Roundtree was the first Black action hero who popularized blaxploitation films in the 1970s, through famous Black films such as: Shaft and four of its sequels, Shaft's Big Score! (1972), Shaft in Africa (1973), its 2000 sequel and its 2019 sequel, as well as the eponymous television series (1973–1974). He set the gold standard for Black actors to play leading roles in Hollywood as positive role models.
The term, "blaxploitation" is a combination of the words "black" and "exploitation," and was coined in August 1972 by Junius Griffin, the president of the Beverly Hills–Hollywood NAACP branch. He claimed the genre was "proliferating offenses" to the black community in its perpetuation of stereotypes often involved in crime. However the term became adopted a more positive image through such characters as Shaft, and as Black film directors found their own successes in this niche genre. The Shaft films were some of the most exploited Black films that caressed Black movie-goers who embraced the genre with pride due to the strength and portrayal of the detective character.
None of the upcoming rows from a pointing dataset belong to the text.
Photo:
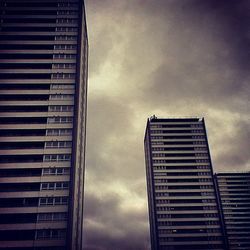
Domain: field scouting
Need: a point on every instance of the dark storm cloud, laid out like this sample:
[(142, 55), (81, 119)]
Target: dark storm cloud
[(106, 228), (164, 57), (234, 153)]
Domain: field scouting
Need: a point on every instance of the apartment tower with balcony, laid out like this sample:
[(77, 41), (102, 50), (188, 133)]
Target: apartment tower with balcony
[(43, 90), (183, 209), (234, 195)]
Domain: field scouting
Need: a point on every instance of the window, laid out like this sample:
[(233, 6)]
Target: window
[(61, 108), (62, 86), (59, 132), (56, 171), (51, 201), (54, 186), (62, 75), (63, 157), (51, 217), (66, 20), (61, 96), (65, 38), (50, 234), (66, 46), (60, 119), (58, 144)]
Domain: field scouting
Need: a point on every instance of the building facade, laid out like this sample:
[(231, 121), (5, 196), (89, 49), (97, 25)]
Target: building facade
[(183, 208), (43, 101), (234, 195)]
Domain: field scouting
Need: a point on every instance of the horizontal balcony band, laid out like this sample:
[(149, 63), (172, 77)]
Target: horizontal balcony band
[(55, 42), (35, 7), (35, 114), (48, 209), (38, 81), (40, 33), (33, 226), (199, 204), (171, 212), (34, 126), (180, 198), (34, 103), (34, 179), (34, 165), (191, 227), (35, 138), (44, 16), (38, 92), (193, 243), (33, 71), (34, 194), (191, 234), (35, 151)]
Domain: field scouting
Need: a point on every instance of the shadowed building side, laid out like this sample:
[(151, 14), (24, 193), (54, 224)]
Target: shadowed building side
[(183, 208)]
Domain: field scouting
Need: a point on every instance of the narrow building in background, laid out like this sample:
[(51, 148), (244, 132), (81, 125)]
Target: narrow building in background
[(43, 101), (234, 195), (183, 209)]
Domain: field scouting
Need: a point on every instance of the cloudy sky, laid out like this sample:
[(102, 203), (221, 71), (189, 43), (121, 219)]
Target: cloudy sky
[(164, 57)]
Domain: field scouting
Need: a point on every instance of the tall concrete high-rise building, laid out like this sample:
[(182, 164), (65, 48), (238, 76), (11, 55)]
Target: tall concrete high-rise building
[(234, 196), (183, 209), (43, 90)]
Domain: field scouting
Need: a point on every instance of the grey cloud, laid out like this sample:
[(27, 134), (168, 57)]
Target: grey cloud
[(234, 151), (107, 226), (175, 58)]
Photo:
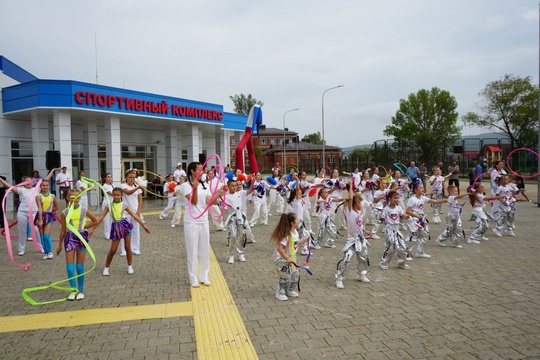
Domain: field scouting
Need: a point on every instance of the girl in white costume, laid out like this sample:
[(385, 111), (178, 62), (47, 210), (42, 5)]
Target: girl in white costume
[(196, 226), (395, 242), (356, 243)]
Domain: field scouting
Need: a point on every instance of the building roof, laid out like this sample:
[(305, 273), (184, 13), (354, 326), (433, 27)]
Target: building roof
[(301, 146)]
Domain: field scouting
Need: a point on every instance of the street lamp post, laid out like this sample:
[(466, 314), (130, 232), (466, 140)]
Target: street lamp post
[(284, 149), (332, 88)]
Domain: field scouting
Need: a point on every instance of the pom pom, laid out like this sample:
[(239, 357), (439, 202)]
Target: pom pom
[(271, 180), (141, 181)]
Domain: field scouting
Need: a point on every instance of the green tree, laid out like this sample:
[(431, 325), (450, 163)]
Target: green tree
[(243, 103), (510, 106), (314, 138), (424, 122)]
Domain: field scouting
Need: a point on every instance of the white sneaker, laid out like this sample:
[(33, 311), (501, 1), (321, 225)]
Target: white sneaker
[(292, 293), (362, 277)]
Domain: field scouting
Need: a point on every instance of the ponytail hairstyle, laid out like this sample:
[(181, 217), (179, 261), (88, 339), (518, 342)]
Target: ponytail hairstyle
[(415, 182), (192, 168), (473, 190), (283, 228)]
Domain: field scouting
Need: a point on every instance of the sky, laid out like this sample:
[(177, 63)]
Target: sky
[(284, 53)]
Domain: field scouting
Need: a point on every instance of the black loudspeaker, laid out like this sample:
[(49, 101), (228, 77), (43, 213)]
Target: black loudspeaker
[(202, 158), (52, 159)]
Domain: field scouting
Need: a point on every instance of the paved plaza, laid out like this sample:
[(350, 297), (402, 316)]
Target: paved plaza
[(478, 302)]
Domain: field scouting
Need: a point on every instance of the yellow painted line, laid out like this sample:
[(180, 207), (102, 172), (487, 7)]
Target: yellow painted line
[(94, 316), (220, 332)]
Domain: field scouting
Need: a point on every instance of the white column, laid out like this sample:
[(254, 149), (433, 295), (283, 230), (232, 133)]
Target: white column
[(192, 142), (114, 148), (91, 161), (172, 157), (40, 141), (62, 136)]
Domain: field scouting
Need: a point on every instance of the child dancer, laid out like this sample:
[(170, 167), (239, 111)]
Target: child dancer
[(356, 244), (47, 205), (168, 191), (418, 224), (326, 206), (236, 223), (286, 238), (395, 242), (25, 201), (181, 203), (454, 227), (120, 229), (506, 207), (437, 192), (259, 188), (477, 198), (107, 199), (74, 247)]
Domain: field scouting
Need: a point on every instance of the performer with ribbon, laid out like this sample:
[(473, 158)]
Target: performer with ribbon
[(287, 240), (356, 243), (454, 226), (120, 228), (418, 224), (252, 127), (77, 217)]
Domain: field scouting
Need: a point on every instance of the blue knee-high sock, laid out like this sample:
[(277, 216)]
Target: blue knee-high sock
[(70, 268), (47, 243), (80, 279)]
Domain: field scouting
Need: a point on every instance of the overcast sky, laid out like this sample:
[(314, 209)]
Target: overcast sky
[(284, 53)]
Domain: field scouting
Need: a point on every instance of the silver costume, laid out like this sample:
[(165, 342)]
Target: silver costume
[(419, 231), (454, 228), (395, 242), (358, 246), (325, 226), (289, 278), (237, 226), (482, 224)]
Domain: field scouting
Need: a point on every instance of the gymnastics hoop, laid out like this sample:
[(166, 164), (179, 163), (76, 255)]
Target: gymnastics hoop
[(212, 192), (512, 171)]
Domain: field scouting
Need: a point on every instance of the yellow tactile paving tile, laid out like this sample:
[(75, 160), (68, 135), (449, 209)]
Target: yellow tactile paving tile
[(219, 329), (94, 316)]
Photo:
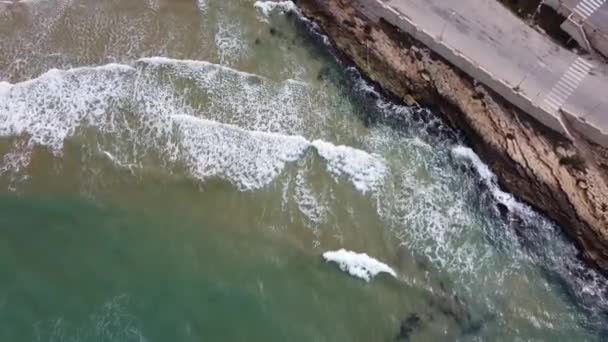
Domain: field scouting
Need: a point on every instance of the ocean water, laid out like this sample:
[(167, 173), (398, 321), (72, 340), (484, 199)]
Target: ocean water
[(209, 171)]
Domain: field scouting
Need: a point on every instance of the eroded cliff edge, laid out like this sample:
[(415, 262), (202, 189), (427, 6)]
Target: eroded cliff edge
[(567, 181)]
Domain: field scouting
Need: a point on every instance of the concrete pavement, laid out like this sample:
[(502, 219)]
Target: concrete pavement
[(485, 40), (589, 15)]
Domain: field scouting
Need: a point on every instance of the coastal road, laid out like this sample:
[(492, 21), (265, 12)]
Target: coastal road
[(494, 46)]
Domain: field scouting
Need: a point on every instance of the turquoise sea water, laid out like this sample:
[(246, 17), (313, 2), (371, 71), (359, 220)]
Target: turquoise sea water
[(175, 170)]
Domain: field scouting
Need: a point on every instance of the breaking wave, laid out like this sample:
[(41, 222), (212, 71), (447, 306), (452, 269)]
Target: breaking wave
[(358, 265)]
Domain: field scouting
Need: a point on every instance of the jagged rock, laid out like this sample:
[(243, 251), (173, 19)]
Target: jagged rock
[(537, 165)]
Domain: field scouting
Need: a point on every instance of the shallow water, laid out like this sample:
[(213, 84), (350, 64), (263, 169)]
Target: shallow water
[(175, 170)]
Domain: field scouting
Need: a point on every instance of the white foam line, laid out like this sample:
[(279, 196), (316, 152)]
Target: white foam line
[(358, 265), (364, 170), (194, 63), (75, 99), (267, 7)]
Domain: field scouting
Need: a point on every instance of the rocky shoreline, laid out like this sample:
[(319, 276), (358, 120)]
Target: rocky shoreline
[(568, 181)]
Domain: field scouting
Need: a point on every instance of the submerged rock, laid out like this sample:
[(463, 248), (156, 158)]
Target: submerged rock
[(537, 165), (408, 326)]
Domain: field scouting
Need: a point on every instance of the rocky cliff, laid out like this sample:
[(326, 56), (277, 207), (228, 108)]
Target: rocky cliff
[(565, 180)]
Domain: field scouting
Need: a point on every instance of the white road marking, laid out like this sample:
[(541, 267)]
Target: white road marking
[(586, 8), (566, 85)]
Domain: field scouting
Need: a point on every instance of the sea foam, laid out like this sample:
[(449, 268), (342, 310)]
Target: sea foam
[(358, 265), (265, 8), (139, 116)]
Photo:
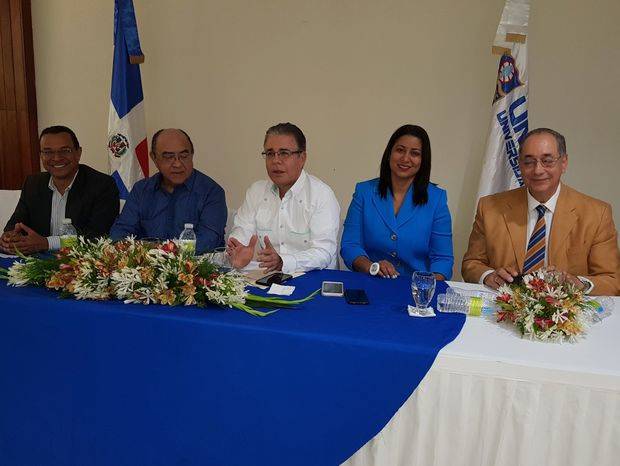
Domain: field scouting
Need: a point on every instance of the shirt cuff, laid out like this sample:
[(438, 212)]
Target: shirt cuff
[(485, 275), (289, 263), (53, 243), (589, 285)]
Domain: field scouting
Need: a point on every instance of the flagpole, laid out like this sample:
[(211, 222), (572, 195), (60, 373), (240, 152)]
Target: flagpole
[(509, 115), (127, 145)]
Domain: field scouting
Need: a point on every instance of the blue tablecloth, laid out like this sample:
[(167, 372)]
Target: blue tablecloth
[(103, 383)]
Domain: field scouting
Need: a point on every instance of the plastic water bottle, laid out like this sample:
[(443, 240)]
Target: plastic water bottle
[(473, 304), (68, 234), (187, 239)]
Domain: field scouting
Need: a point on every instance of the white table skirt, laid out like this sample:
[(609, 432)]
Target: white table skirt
[(493, 398)]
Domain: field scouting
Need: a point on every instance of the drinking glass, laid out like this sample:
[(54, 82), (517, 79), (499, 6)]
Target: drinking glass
[(423, 289)]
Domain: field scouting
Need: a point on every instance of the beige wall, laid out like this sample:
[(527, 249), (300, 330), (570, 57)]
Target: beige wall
[(348, 73)]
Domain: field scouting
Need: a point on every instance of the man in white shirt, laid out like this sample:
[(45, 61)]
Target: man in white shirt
[(544, 224), (294, 217)]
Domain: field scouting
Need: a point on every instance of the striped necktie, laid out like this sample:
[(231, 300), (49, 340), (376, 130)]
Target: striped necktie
[(535, 255)]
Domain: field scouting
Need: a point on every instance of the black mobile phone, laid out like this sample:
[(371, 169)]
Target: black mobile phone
[(355, 296), (275, 277)]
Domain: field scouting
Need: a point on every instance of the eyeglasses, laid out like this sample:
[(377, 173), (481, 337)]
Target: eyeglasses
[(182, 156), (62, 152), (546, 162), (282, 153)]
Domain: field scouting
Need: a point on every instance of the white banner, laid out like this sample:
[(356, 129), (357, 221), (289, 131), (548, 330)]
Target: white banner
[(509, 117)]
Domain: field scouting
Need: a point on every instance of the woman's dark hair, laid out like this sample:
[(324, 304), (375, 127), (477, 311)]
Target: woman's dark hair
[(422, 178)]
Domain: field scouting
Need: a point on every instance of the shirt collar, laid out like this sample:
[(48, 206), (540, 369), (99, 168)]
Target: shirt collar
[(188, 183), (52, 186), (297, 187), (550, 204)]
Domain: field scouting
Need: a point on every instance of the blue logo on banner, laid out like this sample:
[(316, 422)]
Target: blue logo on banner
[(507, 77), (514, 123)]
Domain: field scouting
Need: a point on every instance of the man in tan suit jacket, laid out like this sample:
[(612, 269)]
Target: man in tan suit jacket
[(582, 241)]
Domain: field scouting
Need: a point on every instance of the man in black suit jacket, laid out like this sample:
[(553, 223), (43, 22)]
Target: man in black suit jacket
[(67, 190)]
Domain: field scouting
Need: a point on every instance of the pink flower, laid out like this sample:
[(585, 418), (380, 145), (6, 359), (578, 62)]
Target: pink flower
[(169, 246), (504, 297)]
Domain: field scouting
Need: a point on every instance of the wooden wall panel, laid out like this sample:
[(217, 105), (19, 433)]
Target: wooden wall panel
[(18, 111)]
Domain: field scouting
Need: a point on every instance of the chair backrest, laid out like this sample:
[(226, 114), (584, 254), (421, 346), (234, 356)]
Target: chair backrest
[(8, 201)]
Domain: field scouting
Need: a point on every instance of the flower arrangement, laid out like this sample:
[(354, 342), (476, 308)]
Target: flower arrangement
[(140, 272), (543, 306)]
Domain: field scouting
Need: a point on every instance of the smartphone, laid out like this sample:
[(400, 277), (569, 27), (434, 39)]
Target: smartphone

On television, he played the slave Sam Bennett in the 1977 television mini-series Roots, and then starred as Dr. Daniel Reubens in the soap opera Generations from 1989 to 1991. Although Roundtree worked throughout the entirety of the 1990s, many of his films from that era were not well-received publicly; however, he found success in several stage plays and continued to perform as a top-notch actor throughout the 1990s, even after he fell sick in 1993 with breast cancer.